Monday, June 8, 2009

Wasabi-roasted asparagus



In my quest to support local farmers and eat in season, I've found myself with an abundance of asparagus. Before I was vegan I hated asparagus. Actually, it would be more accurate to say that I hated the thought of eating asparagus because I was so picky back then that I wouldn't even try a nibble. Yes, in those days I lived off thai chicken wings from Wings Up and cheese cappeletti from East Side Mario's (and stayed up at night wondering why I was gaining weight, and why my health was going down the pipe, for reals?) and the thought of eating one of these weird cigar-like contraptions was beyond me. What a little snot I was!

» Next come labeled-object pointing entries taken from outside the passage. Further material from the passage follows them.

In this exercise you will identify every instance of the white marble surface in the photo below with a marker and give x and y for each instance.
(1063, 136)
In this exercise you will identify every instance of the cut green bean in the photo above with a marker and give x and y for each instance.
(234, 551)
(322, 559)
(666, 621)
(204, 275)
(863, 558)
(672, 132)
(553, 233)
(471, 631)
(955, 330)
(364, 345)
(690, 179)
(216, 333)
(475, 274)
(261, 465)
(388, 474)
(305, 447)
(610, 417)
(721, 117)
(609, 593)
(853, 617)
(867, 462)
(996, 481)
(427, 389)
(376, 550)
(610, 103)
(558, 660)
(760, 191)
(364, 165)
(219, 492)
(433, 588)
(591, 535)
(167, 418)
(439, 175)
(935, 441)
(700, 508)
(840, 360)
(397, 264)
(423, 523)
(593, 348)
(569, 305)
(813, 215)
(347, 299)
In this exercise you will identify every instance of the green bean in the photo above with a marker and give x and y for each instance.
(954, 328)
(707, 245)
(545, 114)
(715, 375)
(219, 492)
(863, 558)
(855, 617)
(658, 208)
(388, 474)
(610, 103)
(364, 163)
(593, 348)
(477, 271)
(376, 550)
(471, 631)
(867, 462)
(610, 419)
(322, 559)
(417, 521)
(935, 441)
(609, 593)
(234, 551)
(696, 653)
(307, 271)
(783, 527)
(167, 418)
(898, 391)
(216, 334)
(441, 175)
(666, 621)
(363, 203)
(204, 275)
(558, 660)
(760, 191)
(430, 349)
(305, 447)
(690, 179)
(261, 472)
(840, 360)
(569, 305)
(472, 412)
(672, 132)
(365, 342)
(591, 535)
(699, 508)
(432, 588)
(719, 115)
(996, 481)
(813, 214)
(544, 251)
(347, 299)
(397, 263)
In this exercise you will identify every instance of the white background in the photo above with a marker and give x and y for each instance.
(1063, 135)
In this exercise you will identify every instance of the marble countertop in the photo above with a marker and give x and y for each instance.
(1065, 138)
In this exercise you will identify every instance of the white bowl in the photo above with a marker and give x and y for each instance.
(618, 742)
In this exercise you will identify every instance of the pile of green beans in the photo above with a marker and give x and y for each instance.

This year is the first time I tried asparagus. That I can recall, anyway. And low and behold - I liked it. This is why I silently chuckle every time someone says they can't be vegan because they would feel too limited .. I didn't lose anything by going vegan, I gained a whole new world of deliciousness that I wouldn't have even thought to try three years ago.

Anyway, we've been doing asparagus up every which way, since it is one of the first warm-weather crops to be in season here in Ontario. I've put it in lasagnas and pastas. We've grilled it on the bbq...and these here I roasted in the oven. Susan from Fat Free Vegan talked about smothering asparagus in soy and wasabi before throwing it in the oven. I didn't have her actual recipe on hand so I macgyvered my way through it a bit..a little soy sauce here, sesame oil there...and of course...wasabi and freshly ground pepper to finish it off. Twenty minutes in the oven and they made a great side to my green cashew pilaf the other night. Yum!

Eat Your Asparagus!
Asparagus promotes good heart health by virtue of its high levels of folate (66% of the daily recommended amount in one serving of asparagus). The folate also contributes to the prevention of birth defects (including neural tube defects like spina bifida) - folate is one of the most common vitamin deficiencies in the world and is particularly imperative for women of childbearing age and asparagus is an easy (and delicious) way to secure it in your diet. It is also a natural diuretic, due to its high amounts of potassium and low level of sodium combined with an active amino acid and has been used to treat many ailments related to swelling, such as arthritis and PMS (courtesy whfoods.com).